Melatonin is the most commonly used natural sleep aid. It works best for circadian rhythm issues, like jet lag or a delayed sleep schedule, rather than for general insomnia. Doses of 0.5 to 3 mg taken 30 to 60 minutes before bed are typical, though you’ll find products sold at much higher doses than what most people need.

Magnesium has a broader evidence base for supporting mood, reducing anxiety, and improving sleep. The glycinate form is most commonly recommended for sleep because it’s well absorbed and less likely to cause digestive issues. L-theanine, an amino acid found in tea, promotes relaxation and may help with winding down before bed, though the research behind it is thinner. If you want to try either, starting with about 100 mg to gauge your response is a reasonable approach.

Supplements won’t match the potency of a prescription sleep medication. They tend to work best as one piece of a broader sleep hygiene strategy or as a step-down option for people coming off something stronger.

Tapering Off Zolpidem Safely

If you’re currently taking zolpidem and want to switch to an alternative, stopping abruptly can cause rebound insomnia, where your sleep temporarily gets worse than it was before you started the medication. A gradual taper avoids this.

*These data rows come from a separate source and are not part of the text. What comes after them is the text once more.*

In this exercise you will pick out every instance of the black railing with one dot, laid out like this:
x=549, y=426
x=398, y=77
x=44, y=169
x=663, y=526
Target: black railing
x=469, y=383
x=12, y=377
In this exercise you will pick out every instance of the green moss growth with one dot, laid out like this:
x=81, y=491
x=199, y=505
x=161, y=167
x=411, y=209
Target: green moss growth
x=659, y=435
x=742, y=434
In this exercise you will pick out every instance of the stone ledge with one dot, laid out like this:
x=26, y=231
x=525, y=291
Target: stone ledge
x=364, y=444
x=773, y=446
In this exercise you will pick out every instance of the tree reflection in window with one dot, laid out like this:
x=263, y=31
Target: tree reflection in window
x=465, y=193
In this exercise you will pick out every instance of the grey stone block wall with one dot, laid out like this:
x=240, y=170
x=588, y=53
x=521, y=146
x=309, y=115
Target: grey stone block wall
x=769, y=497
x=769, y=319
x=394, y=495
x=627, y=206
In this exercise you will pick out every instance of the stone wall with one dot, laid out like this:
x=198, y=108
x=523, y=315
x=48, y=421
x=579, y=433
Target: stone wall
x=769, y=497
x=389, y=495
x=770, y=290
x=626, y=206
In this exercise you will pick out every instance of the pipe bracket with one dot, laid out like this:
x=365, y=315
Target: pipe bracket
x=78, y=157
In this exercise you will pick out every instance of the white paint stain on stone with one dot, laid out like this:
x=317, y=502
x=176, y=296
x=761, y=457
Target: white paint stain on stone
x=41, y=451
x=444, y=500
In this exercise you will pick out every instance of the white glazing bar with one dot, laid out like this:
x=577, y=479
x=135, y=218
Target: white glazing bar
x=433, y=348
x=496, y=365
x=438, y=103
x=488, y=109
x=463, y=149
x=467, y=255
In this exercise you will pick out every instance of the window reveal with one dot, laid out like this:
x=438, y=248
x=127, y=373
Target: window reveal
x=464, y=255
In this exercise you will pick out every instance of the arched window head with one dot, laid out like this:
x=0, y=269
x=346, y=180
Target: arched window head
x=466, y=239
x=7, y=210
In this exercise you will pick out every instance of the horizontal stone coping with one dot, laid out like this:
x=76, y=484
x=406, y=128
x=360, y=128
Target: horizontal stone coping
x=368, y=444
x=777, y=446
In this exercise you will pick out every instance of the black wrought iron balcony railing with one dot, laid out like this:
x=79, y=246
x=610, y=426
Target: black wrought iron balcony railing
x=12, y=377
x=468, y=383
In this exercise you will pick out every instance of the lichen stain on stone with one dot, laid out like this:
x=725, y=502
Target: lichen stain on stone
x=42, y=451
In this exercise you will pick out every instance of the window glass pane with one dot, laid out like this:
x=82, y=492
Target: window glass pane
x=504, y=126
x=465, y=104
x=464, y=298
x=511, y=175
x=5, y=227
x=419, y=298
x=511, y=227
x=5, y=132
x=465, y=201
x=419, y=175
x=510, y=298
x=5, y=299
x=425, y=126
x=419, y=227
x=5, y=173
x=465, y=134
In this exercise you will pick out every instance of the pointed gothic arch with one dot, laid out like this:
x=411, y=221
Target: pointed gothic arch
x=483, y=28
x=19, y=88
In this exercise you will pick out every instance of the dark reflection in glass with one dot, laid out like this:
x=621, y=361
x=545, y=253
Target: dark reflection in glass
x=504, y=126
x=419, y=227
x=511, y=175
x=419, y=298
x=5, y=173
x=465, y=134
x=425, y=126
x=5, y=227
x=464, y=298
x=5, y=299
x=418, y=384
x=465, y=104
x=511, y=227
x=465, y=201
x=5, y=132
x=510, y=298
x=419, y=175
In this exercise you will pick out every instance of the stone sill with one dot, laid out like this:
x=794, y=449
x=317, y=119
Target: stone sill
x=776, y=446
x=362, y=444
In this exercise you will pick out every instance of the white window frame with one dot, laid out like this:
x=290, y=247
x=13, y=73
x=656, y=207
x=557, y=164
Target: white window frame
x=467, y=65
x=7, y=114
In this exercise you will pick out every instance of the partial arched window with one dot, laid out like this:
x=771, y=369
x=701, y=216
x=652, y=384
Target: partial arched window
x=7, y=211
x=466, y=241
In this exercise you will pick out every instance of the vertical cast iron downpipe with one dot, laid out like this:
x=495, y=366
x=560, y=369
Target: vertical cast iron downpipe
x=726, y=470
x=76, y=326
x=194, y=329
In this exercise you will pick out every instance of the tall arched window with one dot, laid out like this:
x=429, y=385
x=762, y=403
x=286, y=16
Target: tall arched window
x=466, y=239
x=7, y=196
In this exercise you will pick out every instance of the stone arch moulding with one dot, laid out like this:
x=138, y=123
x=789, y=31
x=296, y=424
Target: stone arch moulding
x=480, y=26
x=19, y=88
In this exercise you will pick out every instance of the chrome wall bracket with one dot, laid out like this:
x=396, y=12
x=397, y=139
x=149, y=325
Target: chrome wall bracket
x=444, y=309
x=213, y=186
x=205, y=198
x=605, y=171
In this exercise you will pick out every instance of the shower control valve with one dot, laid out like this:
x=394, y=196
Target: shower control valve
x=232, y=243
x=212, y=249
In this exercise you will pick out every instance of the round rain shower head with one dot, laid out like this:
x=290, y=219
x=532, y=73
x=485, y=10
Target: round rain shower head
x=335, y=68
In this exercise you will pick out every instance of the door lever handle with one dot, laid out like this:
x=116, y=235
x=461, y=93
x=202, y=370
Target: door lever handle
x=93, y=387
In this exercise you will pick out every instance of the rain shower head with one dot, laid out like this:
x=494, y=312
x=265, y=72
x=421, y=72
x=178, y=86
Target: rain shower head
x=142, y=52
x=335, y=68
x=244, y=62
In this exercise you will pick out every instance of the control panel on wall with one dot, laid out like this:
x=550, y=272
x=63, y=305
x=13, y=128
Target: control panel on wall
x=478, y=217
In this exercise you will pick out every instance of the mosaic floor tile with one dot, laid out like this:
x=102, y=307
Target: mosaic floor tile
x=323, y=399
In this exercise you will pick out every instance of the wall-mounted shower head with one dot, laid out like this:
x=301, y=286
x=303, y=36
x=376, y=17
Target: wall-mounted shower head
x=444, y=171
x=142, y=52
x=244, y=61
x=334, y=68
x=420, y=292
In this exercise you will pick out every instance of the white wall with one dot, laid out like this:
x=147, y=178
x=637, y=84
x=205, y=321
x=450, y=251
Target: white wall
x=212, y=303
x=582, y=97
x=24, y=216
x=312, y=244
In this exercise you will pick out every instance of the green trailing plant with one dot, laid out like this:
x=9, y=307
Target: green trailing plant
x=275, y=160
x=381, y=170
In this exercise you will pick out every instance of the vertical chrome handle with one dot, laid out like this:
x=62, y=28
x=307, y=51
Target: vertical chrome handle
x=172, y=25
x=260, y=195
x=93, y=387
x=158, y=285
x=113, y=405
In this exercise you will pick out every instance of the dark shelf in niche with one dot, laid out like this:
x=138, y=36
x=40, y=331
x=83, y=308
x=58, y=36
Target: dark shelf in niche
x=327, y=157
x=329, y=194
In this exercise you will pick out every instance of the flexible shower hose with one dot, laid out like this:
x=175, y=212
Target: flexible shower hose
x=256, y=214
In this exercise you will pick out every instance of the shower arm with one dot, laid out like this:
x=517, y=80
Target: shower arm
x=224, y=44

A published tapering approach involves reducing the dose by roughly 20% to 40% per week. One documented case started a patient on the 10 mg immediate-release formulation (switching from the 12.5 mg extended-release version), then moved to 5 mg for about nine days, followed by a final step-down to 2.5 mg as needed. The entire taper took about two weeks, though the pace can be adjusted based on how you respond. Having a small backup dose available (like 2.5 mg) for especially difficult nights during the transition makes the process more manageable.

Starting your alternative treatment during or even before the taper, rather than after, gives the new approach time to take hold while you still have some coverage from zolpidem.